<< L’ultima volta che lo vidi farsi su il consueto fagotto della biancheria sporca (magliette, grembiuli, canovacci) già mi sentivo più magro e più solo.
Leo era alto e fragile: alto di statura e di sentire; delicato e fragile nell’animo, fragile per intima natura come i cristalli che esaltavano i nostri vini migliori…
Io quell’amara passione del servaggio ch’è il ristorante ce l’ho nelle trippe.

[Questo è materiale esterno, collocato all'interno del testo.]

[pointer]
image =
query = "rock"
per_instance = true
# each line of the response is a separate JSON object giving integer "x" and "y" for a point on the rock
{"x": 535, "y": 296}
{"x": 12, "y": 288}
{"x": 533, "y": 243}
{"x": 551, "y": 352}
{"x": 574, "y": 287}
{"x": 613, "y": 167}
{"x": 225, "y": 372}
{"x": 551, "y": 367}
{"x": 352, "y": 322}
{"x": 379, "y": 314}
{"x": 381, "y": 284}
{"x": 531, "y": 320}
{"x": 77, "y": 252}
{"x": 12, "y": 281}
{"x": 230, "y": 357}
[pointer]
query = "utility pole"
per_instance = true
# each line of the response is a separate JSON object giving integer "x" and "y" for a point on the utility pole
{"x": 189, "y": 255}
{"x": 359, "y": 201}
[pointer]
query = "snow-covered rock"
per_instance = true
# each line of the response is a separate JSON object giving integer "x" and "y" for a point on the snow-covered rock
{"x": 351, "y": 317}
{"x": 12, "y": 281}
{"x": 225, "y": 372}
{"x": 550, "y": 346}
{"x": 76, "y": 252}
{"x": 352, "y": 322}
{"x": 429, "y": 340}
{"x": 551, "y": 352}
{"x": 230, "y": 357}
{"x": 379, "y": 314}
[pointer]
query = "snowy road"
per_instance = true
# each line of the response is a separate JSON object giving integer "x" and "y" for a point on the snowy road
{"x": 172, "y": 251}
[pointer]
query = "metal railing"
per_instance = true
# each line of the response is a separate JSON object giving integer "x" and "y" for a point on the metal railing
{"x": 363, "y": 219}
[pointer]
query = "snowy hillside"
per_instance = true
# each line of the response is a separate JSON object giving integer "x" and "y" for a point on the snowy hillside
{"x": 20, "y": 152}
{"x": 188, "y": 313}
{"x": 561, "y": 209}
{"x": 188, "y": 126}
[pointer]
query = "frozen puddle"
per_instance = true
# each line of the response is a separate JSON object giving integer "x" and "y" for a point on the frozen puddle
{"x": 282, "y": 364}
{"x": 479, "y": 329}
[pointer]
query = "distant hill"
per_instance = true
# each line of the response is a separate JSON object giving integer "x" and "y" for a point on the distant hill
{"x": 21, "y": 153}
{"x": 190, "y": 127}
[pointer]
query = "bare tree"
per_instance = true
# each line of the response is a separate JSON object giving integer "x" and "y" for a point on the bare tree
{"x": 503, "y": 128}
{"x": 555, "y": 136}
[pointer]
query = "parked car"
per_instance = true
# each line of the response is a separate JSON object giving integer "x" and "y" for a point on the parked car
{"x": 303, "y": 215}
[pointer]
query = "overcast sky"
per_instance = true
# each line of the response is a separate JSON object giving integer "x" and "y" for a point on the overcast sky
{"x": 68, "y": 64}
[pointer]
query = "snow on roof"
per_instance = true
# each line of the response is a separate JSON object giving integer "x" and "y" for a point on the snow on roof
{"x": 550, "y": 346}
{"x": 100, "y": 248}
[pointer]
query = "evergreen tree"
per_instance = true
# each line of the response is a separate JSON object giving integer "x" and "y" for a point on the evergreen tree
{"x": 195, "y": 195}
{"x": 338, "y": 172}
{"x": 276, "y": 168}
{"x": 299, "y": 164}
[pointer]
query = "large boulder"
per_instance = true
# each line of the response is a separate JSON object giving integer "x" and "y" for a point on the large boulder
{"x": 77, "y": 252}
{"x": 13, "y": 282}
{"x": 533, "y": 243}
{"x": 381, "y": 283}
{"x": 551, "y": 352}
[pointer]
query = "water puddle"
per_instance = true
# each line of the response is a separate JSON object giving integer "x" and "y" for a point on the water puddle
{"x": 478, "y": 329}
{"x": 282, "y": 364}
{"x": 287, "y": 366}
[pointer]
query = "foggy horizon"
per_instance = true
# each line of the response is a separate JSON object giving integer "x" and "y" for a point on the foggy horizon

La raggiunta agiatezza aveva consentito ai miei genitori – due osti ricchi e imbolsiti – di farmi studiare senza sussulti. Con pari noncuranza, imparai a tirare gli agnolotti caserecci e scandire i metri greci; a distinguere i Nebbioli dalle Barbere come Rabelais da Céline, convinto com’ero allora che un uomo il suo tempo migliore lo passasse seduto a un tavolo.
Ignaro olocausto, fui riconsegnato in tenera adolescenza alla macina familiare: conquistai la reggenza della Sala modulando consigli garbati e porgendo con garrula sveltezza i piatti arrangiati in cucina, là, tra l’untume dei forni.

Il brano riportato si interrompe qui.